Марьяна позвонила знакомому юристу, обо всем договорилась, подчеркнув, что дело не терпит отлагательств, и Миша сразу потеплел. Поздним вечером, когда от работы с документами у Марьяны уже рябило в глазах, Миша позвал ее пить чай. В гостиной был сервирован столик, на котором красовалось блюдо с голубикой, вкусно дымились чашки, стояла бутылка французского коньяка. Настроение было по-прежнему безрадостным, и поводов для пиршества никаких, но с Машиных губ не успело соскочить язвительное слово.
– Ты весь вечер работала, – предупредил ее выпад Миша, – такое моральное напряжение, Маш, да еще столько работы… Как бы ты не сорвалась. Надо немного себя пожалеть. Присядь, отдохни.

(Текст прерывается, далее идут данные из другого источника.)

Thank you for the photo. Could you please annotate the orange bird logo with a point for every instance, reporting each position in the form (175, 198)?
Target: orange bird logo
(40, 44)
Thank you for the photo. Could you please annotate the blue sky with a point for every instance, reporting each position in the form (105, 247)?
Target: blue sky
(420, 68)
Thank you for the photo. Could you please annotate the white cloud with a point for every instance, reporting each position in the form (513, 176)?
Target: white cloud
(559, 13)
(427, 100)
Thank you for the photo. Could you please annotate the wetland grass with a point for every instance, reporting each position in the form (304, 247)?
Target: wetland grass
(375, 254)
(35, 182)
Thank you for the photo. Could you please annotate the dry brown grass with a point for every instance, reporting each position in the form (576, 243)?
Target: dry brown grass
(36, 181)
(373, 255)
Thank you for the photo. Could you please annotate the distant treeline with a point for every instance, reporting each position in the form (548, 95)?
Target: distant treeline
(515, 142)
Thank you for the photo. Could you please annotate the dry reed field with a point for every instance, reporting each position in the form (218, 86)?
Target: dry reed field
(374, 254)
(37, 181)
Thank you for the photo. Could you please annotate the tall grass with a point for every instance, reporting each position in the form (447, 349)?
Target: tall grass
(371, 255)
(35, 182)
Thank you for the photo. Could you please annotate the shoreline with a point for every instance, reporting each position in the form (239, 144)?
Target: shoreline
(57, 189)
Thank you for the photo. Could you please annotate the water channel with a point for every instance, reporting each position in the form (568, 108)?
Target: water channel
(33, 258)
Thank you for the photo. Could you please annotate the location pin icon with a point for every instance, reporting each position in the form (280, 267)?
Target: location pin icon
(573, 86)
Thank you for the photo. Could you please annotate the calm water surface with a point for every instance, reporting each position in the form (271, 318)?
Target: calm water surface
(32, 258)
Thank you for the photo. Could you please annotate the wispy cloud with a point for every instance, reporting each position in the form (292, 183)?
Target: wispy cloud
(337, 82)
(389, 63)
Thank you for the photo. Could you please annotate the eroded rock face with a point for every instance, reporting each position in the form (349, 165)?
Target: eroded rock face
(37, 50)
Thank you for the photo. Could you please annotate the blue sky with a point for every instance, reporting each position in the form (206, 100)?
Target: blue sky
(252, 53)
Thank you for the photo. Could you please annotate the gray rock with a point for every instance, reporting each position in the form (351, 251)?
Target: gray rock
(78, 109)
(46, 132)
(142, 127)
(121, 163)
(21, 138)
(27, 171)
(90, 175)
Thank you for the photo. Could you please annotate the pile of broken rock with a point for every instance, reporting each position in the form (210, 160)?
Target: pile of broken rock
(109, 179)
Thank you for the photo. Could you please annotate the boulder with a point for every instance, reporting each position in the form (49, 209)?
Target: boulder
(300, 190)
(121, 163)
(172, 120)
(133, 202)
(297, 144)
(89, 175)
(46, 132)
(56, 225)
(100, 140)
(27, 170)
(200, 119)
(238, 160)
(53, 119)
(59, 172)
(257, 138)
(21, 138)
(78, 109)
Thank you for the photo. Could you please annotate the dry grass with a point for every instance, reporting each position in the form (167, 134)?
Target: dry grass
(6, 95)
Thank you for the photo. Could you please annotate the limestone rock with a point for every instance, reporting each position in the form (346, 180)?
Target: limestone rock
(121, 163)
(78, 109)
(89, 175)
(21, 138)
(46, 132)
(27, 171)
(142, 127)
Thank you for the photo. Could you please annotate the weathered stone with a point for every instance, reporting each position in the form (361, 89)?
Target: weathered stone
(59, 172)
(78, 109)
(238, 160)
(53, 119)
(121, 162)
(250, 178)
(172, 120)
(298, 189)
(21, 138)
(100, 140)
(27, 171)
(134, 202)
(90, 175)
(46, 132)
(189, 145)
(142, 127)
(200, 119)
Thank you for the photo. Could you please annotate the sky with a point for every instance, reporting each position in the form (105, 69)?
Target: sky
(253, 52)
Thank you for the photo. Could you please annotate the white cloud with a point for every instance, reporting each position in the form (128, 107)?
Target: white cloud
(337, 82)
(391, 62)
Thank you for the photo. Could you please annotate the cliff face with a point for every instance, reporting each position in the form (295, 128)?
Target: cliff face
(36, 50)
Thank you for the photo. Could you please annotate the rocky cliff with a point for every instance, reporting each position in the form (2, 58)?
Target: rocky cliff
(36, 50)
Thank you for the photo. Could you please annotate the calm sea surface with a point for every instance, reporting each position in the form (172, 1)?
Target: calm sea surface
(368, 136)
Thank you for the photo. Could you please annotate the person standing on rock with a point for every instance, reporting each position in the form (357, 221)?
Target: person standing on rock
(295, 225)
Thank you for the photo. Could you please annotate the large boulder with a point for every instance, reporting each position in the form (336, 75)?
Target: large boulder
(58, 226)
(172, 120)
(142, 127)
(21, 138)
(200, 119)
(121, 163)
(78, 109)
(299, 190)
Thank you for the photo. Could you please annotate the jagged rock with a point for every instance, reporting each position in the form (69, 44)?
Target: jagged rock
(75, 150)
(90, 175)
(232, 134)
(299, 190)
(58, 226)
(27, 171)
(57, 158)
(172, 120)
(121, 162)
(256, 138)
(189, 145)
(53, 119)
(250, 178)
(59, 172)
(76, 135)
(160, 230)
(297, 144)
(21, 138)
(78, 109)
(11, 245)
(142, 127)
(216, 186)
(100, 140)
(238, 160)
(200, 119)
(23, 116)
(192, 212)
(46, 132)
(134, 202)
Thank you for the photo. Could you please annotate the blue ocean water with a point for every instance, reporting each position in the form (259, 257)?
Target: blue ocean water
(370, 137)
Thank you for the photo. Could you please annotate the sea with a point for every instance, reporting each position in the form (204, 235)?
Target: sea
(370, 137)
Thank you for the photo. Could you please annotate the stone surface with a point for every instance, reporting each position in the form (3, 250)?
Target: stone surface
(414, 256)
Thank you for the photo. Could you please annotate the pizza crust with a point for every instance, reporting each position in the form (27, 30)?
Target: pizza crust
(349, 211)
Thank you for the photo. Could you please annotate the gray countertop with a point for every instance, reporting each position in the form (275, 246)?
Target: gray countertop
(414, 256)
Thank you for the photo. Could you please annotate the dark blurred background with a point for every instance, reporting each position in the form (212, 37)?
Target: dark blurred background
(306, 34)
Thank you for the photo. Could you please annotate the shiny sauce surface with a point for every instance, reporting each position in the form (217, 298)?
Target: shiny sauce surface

Желание произнести отповедь мгновенно улетучилось, и Марьяна вдруг почувствовала себя совершенно разбитой и раздавленной. Она находилась в постоянном напряжении, потому что ждала рокового звонка из больницы, ни на минуту не отпускали мысли об Улиной смерти. Она рассчитывала отвлечься работой, но проверка документов на приватизацию предприятия требовала максимальной собранности и концентрации внимания. А какая уж тут собранность! Маша смотрела в бумаги, но не видела ничего, кроме одной и той же картины: мертвой сестры на диване посреди комнаты… Видение не давало дышать, лишало возможности сосредоточиться. Они с Мишей сделали в комнате перестановку, и это создало некую иллюзию, что все произошло где-то не здесь. Но это был всего лишь беспомощный, глупый самообман.
Миша пил чай и коньяк, Марьяна, выпив рюмку, забрасывала в рот одну за другой синие ягодки.